In the Introduction to this paper, we discussed how this track and the accompanying annotations were designed with the following questions in mind: “How do diabetic patients progress towards heart disease, specifically CAD? And how do diabetic patients with CAD differ from other diabetic patients who do not develop CAD?” So we now ask: Based on the results of the RF track, can those questions be answered by automated systems?

Admittedly, this track did not link the individual records of a patient, so it does not directly address the question of progression. However, the longitudinal nature of the data provides snapshots of the patients throughout their treatments, and the annotations give information on what risk factors and indicators are present before, during, and after each document. So the tools for building timelines are present in the gold standard. But, can the systems recreate the gold standard?

Based on the overall results, it seems that they can: 6 of the top 10 achieved micro-averaged F1 measures of over 0.9, and all of the top 10 systems scored over 0.85 in precision, recall, and F1. While certain indicators were harder to correctly identify than others, overall the results from the RF track are positive and show that automated systems can, with appropriate training data, recognize patients who are at risk for CAD.

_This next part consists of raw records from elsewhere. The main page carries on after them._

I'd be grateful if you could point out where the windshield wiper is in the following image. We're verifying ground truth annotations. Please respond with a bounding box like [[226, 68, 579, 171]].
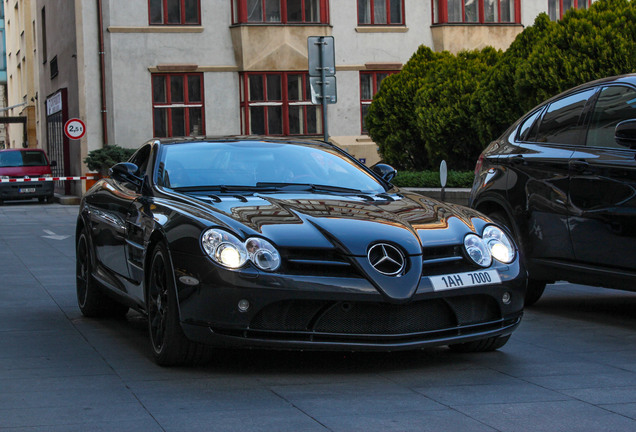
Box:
[[171, 185, 276, 193], [256, 182, 364, 194]]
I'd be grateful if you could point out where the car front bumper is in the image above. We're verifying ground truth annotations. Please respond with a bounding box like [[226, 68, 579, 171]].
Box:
[[172, 253, 526, 351]]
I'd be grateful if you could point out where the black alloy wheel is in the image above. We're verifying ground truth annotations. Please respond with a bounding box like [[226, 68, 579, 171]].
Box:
[[448, 335, 510, 353], [146, 243, 209, 366], [75, 230, 128, 317]]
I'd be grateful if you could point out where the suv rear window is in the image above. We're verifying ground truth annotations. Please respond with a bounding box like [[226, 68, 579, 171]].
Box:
[[535, 88, 596, 145], [0, 150, 48, 167]]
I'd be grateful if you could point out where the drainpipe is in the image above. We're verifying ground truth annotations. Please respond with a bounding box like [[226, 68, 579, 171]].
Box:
[[97, 0, 108, 147]]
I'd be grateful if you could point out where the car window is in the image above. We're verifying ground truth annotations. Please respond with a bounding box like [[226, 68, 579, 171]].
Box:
[[586, 86, 636, 148], [130, 144, 150, 177], [535, 88, 596, 144], [158, 142, 385, 192], [0, 150, 48, 167]]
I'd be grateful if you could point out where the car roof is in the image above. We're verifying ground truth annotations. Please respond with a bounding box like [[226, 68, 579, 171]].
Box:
[[539, 73, 636, 105], [152, 135, 334, 147]]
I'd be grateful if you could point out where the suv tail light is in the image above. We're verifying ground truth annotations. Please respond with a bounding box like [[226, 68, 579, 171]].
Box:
[[475, 153, 484, 175]]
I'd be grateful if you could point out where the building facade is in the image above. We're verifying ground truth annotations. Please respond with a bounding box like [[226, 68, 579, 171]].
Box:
[[6, 0, 587, 195]]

Some aspects of the RF track proved harder than others. Number-based indicators (i.e., A1c, glucose, cholesterol, LDL, blood pressure, and BMI measurements) all have significantly lower F1s than mentions. In part, this is likely due to simple sparsity of training data: compared to the mentions, the number-based indicators show up infrequently (Stubbs and Uzuner (a), this issue). However, a contributing factor is likely that many of these measurements appeared in tables of lab values, making it extremely difficult to construct feature sets or rules that could accurately determine which values were associated with which test and which date. This problem was compounded by the fact that often, structural integrity of the tables had been lost, making parsing even more difficult. For example, a file containing a table with tabs separating the columns may have had the tabs turned into s paces through a conversion error, making the table nearly unreadable.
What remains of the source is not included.